In einem besonderen Dilemma befinden sich die Autorinnen und Autoren von Fanfiction im Zeitalter von künstlicher Intelligenz, wie Vivian in ihrer Analyse aufzeigt, während Damian in die Niederungen von Deepfakes, Enkeltrickbetrügereien und gefälschten Promi-Pornos hinabsteigt.
Und weg sind sie
In letzter Zeit begegne ich immer wieder dem Phänomen des Ghostens, Neudeutsch für sich totstellen. Diese Taktik wird mehr oder weniger erfolgreich von Tieren angewendet, wenn sie sich in Lebensgefahr befinden. Raubtiere haben in der Regel kein Interesse an Aas. Wer also in Leichenstarre verfällt, hat vielleicht Glück, und der Jäger zieht vorbei.

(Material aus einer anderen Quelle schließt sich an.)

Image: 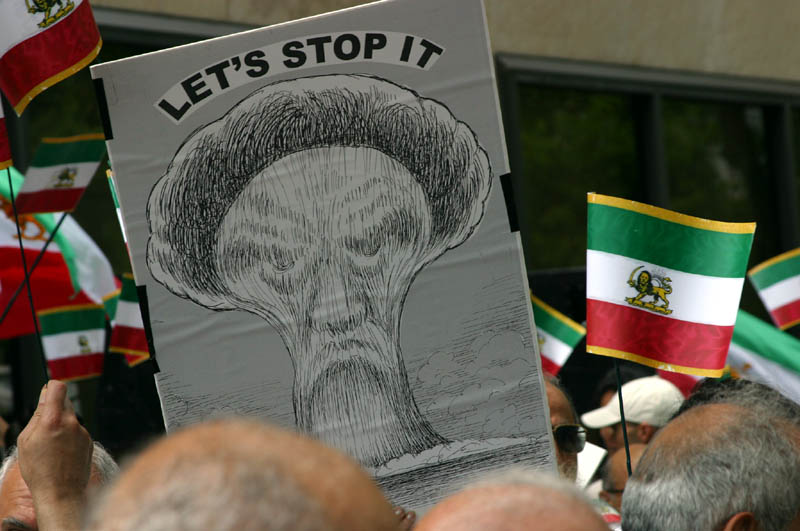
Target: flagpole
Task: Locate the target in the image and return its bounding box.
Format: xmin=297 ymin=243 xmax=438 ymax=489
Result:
xmin=614 ymin=358 xmax=633 ymax=477
xmin=6 ymin=168 xmax=50 ymax=383
xmin=0 ymin=212 xmax=67 ymax=325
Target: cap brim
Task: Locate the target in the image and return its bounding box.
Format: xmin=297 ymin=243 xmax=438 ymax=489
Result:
xmin=581 ymin=405 xmax=622 ymax=429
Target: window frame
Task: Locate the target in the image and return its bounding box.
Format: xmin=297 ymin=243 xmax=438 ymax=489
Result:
xmin=495 ymin=53 xmax=800 ymax=251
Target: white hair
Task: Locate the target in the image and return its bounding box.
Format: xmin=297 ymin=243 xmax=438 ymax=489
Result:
xmin=622 ymin=401 xmax=800 ymax=531
xmin=472 ymin=466 xmax=592 ymax=508
xmin=0 ymin=442 xmax=119 ymax=488
xmin=85 ymin=457 xmax=339 ymax=531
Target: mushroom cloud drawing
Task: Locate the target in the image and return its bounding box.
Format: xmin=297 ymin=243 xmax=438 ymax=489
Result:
xmin=147 ymin=74 xmax=492 ymax=466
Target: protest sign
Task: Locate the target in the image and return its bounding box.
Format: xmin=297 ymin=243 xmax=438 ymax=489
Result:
xmin=87 ymin=0 xmax=554 ymax=510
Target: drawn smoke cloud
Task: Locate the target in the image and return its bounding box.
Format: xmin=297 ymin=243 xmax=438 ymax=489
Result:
xmin=416 ymin=330 xmax=541 ymax=440
xmin=147 ymin=75 xmax=491 ymax=466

Beim Ghosten laufen sämtliche Kommunikationsversuche ins Leere – und zwar oft von einem Tag auf den anderen. Dieser unvermittelte Abbruch lässt bei den Geghosteten schnell Zweifel aufkommen: Habe ich etwas Falsches gesagt? Wurde meine letzte Mail missverstanden? Ist das Gegenüber krank oder verunfallt? Bei älteren Freunden und Bekannten gesellt sich die finale Frage hinzu: Ist er oder sie gar gestorben?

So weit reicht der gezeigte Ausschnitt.